The five bridges, collectively named Amakusa Gokyo, which interlink with Misumi at the western end of the Uto-hanto Peninsula in Kumamoto and the islands of O-yano-jima, Naga-ura-jima, O-ike-jima, Ike-jima, Mae-jima, and Matsu-shima in Ue-jima, completed a route commonly called the Amakusa Pearl Line. It provides ideal spots for viewing the saw-toothed coastline of Amakusa and the small islands scattered across the sea. A sightseeing boat commanding views of the five bridges from the deck cruises past 30-odd islands of varying sizes spotted in Amakusa-Matsushima in about 40 minutes.

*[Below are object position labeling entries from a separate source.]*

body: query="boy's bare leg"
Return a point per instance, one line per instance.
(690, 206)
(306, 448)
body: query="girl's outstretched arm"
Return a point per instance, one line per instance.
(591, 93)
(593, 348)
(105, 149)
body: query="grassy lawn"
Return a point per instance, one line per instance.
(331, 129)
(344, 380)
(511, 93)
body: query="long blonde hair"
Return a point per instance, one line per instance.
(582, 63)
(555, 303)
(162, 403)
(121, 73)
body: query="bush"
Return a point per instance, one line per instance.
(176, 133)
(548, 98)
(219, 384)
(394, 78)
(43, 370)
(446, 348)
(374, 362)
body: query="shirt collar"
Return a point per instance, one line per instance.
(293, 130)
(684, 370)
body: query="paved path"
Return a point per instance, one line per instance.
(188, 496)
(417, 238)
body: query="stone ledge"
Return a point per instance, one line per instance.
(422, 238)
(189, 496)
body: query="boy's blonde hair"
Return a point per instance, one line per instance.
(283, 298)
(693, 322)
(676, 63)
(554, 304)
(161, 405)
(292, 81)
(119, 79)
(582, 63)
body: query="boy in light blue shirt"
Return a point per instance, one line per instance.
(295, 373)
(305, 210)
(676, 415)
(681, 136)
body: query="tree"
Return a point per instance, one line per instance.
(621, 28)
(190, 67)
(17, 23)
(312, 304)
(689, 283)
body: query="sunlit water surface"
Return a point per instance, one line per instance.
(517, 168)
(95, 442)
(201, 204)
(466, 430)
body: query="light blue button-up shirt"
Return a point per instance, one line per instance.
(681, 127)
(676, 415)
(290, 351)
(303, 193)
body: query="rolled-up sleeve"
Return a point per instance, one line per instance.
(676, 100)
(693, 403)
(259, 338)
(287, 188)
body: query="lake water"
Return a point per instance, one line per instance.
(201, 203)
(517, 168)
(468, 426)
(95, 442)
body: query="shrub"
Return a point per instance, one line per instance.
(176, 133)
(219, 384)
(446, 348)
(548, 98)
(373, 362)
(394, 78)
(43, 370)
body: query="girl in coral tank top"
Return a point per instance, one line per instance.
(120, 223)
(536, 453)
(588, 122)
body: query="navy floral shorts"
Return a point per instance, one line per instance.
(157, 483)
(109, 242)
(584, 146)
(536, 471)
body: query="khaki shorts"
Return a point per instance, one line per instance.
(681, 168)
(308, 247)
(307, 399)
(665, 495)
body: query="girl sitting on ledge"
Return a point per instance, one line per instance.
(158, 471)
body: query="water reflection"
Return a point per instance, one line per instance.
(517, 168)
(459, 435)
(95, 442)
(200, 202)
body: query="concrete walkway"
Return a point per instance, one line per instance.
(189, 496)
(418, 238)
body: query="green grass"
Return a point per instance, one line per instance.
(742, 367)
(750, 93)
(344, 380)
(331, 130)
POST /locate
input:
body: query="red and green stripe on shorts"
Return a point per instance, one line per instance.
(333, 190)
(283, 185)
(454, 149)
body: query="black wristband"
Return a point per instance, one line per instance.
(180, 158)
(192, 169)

At the off-island of Tsuuji-shima (Itsuwa-machi, Amakusa City) live bottle-nosed dolphins of about 300 different kinds, to let you enjoy dolphin watching throughout the year.
During the Edo Period from the 17th century to the 19th century, many Japanese adherents of Christianity, which was banned during those years, hid in Amakusa. Myotoku-ji Temple is one of the temples constructed at various places in Amakusa by the Shogun Iemitsu Tokugawa to suppress Christianity. The Christian faith, however, has been maintained to this day. The Oe-Tenshudo Church, Sakitsu-Tenshudo Church, and other churches were built in the 20th century.
[Air] 1h 30 min from Haneda to Aso-Kumamoto Airport, and 50 min from the airport to Kumamoto Station by bus. 2h 20 min from Kumamoto Station to the Hondo Bus Center (Amakusa) by bus.
[Air] 1h from Itami to Aso-Kumamoto Airport.